There's no doubt Eagles safety Malcolm Jenkins is a leader on the defense. He is an articulate and passionate veteran. I recently sat down with Jenkins, who is known for getting his guys fired up (see story).

Gunn: Prior to the Falcons game, you gave a passionate speech to your teammates in the auditorium of the Novacare Complex. And I'm assuming you are a fan of the movie Hoosiers, because in that movie coach Norman Dale took his team to the gym before the big championship game and had his team measure 10 feet from the rim to the floor, and told them it's still the same rim they've been playing on and still the same game. You were telling your guys things like: it's still the same field, the ball is the same, the rules are still the same, everything is still the same. But how do you couple "just another game" with the magnitude of this particular game?

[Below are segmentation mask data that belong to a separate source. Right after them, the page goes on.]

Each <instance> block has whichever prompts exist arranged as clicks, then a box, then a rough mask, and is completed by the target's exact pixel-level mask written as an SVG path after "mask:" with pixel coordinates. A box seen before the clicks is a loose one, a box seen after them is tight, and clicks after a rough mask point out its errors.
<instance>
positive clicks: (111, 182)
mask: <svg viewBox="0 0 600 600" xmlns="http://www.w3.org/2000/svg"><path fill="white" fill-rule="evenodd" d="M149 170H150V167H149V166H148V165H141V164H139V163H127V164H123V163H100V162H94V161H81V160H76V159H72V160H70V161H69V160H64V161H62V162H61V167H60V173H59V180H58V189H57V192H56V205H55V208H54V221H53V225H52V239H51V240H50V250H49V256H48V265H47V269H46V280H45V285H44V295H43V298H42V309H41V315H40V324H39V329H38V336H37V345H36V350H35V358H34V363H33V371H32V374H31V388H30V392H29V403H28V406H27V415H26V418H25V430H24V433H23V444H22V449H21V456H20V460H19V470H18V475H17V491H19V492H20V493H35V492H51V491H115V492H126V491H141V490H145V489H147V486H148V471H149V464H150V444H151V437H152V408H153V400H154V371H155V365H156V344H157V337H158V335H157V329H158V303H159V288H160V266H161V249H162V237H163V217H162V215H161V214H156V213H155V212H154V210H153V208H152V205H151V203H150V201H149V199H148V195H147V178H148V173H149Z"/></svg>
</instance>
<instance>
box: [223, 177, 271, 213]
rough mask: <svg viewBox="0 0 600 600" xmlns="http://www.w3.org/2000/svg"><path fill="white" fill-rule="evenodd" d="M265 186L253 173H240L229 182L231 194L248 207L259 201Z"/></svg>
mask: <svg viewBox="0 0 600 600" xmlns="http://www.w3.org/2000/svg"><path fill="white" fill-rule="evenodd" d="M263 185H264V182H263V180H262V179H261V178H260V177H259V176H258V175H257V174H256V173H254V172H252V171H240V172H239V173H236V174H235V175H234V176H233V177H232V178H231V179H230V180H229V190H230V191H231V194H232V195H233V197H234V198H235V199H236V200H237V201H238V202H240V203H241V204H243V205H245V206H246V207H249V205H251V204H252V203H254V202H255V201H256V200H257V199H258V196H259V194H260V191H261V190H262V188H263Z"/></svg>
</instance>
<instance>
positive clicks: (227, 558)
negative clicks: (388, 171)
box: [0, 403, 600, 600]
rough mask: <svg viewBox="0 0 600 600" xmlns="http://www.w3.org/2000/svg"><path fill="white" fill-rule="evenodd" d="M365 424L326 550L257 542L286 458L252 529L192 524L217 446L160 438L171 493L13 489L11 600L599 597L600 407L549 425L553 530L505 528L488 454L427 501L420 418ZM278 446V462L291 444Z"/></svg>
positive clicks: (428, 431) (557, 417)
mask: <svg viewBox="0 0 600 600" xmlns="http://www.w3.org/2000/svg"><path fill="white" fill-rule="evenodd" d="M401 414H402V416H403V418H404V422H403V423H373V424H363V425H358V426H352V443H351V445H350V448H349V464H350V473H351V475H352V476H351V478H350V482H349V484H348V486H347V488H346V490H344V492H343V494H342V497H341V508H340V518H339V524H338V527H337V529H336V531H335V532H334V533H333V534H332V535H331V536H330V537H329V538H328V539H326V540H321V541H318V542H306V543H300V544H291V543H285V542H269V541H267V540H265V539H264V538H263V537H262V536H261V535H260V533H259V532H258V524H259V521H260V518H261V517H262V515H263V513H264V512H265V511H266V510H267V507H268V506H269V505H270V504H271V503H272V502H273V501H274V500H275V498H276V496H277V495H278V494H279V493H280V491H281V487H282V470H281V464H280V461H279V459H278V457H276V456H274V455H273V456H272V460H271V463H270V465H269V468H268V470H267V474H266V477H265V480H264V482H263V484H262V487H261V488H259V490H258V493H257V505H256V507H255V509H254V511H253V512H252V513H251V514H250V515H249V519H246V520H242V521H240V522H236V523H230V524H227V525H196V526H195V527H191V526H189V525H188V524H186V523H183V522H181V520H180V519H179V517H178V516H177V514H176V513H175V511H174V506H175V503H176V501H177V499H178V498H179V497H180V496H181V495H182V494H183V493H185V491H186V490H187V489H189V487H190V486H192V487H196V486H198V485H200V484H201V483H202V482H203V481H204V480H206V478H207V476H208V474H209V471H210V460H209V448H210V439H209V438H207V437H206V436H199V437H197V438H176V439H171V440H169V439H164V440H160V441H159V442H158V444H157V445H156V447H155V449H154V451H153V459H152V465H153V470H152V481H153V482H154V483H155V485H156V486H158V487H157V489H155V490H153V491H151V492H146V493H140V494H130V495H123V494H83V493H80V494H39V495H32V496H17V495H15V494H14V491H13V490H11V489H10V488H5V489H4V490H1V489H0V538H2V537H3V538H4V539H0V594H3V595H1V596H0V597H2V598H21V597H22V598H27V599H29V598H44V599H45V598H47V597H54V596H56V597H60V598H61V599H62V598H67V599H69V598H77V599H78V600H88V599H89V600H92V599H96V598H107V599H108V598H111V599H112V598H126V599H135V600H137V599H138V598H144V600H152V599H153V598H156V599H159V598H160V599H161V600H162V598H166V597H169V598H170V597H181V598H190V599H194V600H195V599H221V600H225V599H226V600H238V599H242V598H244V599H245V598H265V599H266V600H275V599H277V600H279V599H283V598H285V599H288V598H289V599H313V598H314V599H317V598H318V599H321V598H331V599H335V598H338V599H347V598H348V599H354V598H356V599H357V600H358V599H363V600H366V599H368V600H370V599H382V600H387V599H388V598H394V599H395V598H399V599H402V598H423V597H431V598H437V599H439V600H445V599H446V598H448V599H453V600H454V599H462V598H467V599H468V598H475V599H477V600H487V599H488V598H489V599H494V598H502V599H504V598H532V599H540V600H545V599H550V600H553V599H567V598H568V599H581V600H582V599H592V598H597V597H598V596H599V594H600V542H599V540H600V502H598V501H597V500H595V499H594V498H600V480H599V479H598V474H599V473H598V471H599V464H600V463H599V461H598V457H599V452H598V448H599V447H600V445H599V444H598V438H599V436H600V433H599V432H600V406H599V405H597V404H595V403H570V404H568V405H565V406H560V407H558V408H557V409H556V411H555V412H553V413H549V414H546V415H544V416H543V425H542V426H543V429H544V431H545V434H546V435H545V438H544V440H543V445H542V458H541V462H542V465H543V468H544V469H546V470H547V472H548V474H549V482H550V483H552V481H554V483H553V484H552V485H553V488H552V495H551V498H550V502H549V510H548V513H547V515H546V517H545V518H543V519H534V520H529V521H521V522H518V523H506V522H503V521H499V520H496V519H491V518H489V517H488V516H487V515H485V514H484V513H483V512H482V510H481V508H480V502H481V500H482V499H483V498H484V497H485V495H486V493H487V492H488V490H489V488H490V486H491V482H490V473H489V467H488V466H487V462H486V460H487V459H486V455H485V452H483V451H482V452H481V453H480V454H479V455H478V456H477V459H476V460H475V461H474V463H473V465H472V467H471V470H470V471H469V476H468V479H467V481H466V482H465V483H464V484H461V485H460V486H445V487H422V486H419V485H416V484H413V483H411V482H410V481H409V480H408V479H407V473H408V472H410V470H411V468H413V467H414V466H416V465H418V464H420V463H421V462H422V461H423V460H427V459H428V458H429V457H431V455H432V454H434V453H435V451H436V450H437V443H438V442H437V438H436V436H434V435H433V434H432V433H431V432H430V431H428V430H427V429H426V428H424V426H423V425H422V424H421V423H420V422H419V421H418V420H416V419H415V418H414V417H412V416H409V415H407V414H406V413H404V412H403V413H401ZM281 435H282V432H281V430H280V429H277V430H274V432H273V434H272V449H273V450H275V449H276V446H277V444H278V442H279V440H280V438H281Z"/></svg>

Jenkins: Actually I haven't seen the movie, now I have to go watch it (laughs). I mean for me, you acknowledge the outside influence, you acknowledge the crowd is going to be louder. The stage is obviously bigger. The consequences are larger. Your season is done if you lose, and you advance to the Super Bowl if you win. So the feeling is going to be magnified on either spectrum after the game. But what happens in those four hours on the field is all the same. The field is the same distance, the ball is the same size, the rules are exactly the same, and so what wins and loses is exactly the same. I think that sometimes when people start to look too much around at the things surrounding the game you forget about what wins, and often times you see sloppy performances of small little details. People love to replay the amazing catch, the run that broke through, but really what wins and loses are usually those small mistakes. A missed block, an offsides penalty, a missed field goal. You just need to be locked in on the small things.